Events
Buddhist Ethics Reading Group
Oct 3, 2013 · 6:00 p.m.– 8:00 p.m. · 5 Ivy Lane
Lecture by Samir Khalaf
Oct 17, 2013 · 4:30 p.m.– 6:00 p.m. · TBA
Samir Khalaf is professor of Sociology and Director of the Center for Behavioral Research at the American University of Beirut, Lebanon. Educated at AUB (BA 1955, MA 1957) and Princeton University (Ph.D 1964), he has also held academic appointments at Princeton, Harvard, MIT and New York University. He is the author of numerous journal articles and book chapters on comparative modernization, socio-cultural history, urbanization, and post-war reconstruction. Among his books are Sexuality in the Arab World (with John Gagnon, 2007) The Heart of Beirut (2006), Civil and Uncivil Violence in Lebanon (2002), Cultural Resistance: Global & Local Encounters in the Middle East (2001), Beirut Reclaimed (1994), Recovering Beirut (with Philip Khoury, 1993), Lebanons Predicament (1987), Persistence and Change in Nineteenth-Century Lebanon (1973) and Hamra of Beirut (1973).
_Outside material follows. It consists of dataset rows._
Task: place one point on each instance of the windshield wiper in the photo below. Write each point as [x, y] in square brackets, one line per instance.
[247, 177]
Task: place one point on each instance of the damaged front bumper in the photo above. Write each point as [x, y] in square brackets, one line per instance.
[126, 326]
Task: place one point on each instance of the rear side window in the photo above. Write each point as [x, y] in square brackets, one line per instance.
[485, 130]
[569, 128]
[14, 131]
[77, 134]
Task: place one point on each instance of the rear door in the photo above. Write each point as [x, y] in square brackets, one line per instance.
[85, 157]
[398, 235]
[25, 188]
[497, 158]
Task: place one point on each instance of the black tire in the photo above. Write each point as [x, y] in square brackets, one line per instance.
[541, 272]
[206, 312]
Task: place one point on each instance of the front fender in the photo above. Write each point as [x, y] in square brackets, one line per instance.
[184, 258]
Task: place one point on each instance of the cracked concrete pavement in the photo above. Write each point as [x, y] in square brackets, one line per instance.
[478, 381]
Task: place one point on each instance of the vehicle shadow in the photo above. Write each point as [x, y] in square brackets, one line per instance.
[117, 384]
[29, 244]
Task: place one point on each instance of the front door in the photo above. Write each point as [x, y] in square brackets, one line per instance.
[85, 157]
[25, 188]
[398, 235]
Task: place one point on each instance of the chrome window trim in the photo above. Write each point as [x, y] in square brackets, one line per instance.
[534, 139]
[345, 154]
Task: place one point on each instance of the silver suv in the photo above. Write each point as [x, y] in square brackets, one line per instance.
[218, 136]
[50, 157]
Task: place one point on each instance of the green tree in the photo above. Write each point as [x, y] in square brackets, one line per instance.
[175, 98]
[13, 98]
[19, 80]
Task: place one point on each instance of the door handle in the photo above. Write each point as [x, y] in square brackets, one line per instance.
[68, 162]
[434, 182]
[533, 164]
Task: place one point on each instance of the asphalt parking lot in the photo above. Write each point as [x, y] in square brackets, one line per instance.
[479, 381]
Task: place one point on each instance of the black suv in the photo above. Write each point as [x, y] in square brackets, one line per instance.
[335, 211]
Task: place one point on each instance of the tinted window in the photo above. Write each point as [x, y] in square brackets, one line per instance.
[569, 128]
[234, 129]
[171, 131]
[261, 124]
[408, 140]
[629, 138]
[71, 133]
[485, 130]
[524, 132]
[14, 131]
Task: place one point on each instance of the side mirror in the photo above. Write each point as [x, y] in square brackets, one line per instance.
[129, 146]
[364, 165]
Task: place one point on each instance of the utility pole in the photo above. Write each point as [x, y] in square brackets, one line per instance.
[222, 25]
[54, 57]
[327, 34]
He has been a recipient of several international fellowships and research awards and appointed on the international jury to review master plans for the post-war reconstruction of Beirut. He is a trustee of several foundations and serves on the editorial boards of a score of international journals and publications. He has been recently honoured at Harvard (April 2007) and three programs in the university of Sydney and Melbourne in Australia (April 2009).
Buddhist Ethics Reading Group
Oct 24, 2013 · 6:00 p.m.– 8:00 p.m. · 5 Ivy Lane
Taking Meditation Seriously (But Not Too Much): Lecture by Georges B. J. Dreyfus
Nov 14, 2013 · 4:30 p.m.– 6:00 p.m. · Room 137, 1879 Hall, Dept. of Religion
In recent years the new mind sciences have provided new ways to study the mind in general and meditation in particular. I will argue that the humanity scholars should take this new emerging paradigm seriously for it fills important gaps in our understanding of meditation and other religious phenomena. In particular it offers a welcome break from extreme social constructivism and provides new tools to understand subjective experience and its place in religious practice. I will also argue, however, that the reintroduction of notion of experience should not signal a return to the old mistakes and that the new paradigm, particularly in its embodied cognition form, provides ways to integrate the important insights of social constructivism within this new paradigm.